The women arrested in Phoenix’s twice-yearly sex-work stings are forcibly taken to Bethany Bible Church and escorted inside in handcuffs. They are then given the option to avoid criminal prosecution by participating in a sectarian program. Critics, including Americans United, have said that Project ROSE is a clear violation of the First Amendment…
The Phoenix program is among the most blatant for its religious ties. During a sting in October 2013, Phoenix police apprehended 54 women on suspicion of prostitution. Those women were as young as 18 and as old as 58, Al Jazeera reported. They were immediately coerced into joining Project ROSE, which gives suspects a choice: go to church or go to jail.
Under the program’s rules, women picked up by police must authorize Catholic Charities to enroll them in its Prostitution Diversion Program (PDP) located in a section of Bethany Bible Church marked by a sign with a Latin cross, the Project ROSE logo and the words “Prosecutor’s Office.” There, a city prosecutor informs them that if they wish to keep their arrest off the books, they must complete Catholic Charities’ program.
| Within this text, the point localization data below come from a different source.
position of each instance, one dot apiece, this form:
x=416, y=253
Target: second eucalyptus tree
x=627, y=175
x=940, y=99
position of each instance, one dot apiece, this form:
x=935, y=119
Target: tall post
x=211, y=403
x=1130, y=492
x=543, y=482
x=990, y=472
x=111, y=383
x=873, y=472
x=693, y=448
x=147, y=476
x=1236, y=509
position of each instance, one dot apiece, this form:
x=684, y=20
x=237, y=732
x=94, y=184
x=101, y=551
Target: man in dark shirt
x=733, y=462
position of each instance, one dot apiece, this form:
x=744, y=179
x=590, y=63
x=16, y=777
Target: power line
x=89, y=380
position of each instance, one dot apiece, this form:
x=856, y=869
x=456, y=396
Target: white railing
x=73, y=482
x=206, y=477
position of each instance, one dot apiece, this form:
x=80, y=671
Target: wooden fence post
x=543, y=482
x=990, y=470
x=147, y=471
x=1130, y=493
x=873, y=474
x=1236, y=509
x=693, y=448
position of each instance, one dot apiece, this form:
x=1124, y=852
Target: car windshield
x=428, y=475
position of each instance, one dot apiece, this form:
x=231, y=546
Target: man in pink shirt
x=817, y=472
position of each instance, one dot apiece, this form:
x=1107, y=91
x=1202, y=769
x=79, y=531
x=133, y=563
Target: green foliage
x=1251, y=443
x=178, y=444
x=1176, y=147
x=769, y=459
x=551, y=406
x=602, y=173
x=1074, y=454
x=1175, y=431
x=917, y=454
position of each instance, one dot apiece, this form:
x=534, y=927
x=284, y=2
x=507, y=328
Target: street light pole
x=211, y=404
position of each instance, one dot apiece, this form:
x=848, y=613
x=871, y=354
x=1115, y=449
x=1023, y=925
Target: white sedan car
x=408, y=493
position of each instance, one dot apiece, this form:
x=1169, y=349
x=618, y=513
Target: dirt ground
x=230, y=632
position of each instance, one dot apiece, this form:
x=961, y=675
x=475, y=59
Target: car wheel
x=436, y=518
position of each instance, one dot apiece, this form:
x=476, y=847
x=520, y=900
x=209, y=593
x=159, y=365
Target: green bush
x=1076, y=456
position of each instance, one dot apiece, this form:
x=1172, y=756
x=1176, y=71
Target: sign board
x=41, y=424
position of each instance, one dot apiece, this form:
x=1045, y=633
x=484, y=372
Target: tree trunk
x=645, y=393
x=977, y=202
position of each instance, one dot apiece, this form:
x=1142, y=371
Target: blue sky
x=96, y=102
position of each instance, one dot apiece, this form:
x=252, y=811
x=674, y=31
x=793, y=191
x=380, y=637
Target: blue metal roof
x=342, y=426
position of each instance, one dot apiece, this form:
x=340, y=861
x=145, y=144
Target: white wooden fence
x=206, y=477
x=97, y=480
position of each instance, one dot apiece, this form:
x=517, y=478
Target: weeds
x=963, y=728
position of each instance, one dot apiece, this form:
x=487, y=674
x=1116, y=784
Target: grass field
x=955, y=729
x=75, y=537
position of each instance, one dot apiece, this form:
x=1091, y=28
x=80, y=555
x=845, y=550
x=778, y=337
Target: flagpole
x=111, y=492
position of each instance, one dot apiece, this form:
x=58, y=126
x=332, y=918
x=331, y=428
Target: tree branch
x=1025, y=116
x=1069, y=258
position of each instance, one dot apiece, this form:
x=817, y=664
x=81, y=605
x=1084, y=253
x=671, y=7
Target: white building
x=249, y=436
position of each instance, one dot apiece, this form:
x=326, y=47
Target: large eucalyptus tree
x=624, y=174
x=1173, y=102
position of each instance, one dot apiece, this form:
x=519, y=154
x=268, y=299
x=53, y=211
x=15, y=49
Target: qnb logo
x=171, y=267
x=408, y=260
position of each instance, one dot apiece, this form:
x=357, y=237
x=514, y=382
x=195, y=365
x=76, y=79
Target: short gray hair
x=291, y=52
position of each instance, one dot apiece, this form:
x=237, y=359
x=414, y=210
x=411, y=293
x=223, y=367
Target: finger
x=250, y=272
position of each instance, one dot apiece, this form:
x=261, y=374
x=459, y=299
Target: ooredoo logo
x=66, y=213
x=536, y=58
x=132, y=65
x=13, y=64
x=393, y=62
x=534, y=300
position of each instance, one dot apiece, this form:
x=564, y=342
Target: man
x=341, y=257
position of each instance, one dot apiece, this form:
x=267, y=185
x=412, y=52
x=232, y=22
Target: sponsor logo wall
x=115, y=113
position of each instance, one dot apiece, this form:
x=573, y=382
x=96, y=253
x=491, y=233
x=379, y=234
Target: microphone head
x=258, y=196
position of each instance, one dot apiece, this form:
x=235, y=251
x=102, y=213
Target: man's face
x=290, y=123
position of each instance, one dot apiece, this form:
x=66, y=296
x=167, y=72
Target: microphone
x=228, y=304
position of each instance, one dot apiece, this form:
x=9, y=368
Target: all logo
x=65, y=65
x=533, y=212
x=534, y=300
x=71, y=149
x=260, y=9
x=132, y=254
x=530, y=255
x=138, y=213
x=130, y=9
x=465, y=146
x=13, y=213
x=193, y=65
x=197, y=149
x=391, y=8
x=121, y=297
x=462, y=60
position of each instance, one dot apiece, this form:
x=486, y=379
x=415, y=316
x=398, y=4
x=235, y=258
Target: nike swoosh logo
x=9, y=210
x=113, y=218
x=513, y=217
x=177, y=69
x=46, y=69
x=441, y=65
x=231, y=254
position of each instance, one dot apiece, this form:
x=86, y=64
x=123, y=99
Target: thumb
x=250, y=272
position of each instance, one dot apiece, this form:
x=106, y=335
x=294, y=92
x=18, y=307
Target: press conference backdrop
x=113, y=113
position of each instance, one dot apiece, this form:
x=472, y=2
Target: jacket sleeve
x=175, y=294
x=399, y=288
On its website, Catholic Charities describes the PDP as “36 hours of self-exploration and education to develop self-esteem and give hope. Participants also receive rehabilitation services including support, education, and treatment to help them escape prostitution. Job placement assistance is also provided. Those who complete the program have their charges dismissed.”
If the suspects don’t agree to enter that sectarian program, a police report is submitted to the Phoenix Prosecutor’s Office, and they are charged with prostitution. A conviction carries a mandatory sentence of 15 days to six months’ imprisonment, in addition to a fine of up to $2,500.
The ultimate solution to this is to legalize sex work entirely and regulate it to protect those who engage in it. But this program is blatantly unconstitutional and needs to stop. I hope they can find one of the people arrested in these stings to agree to challenge it in court.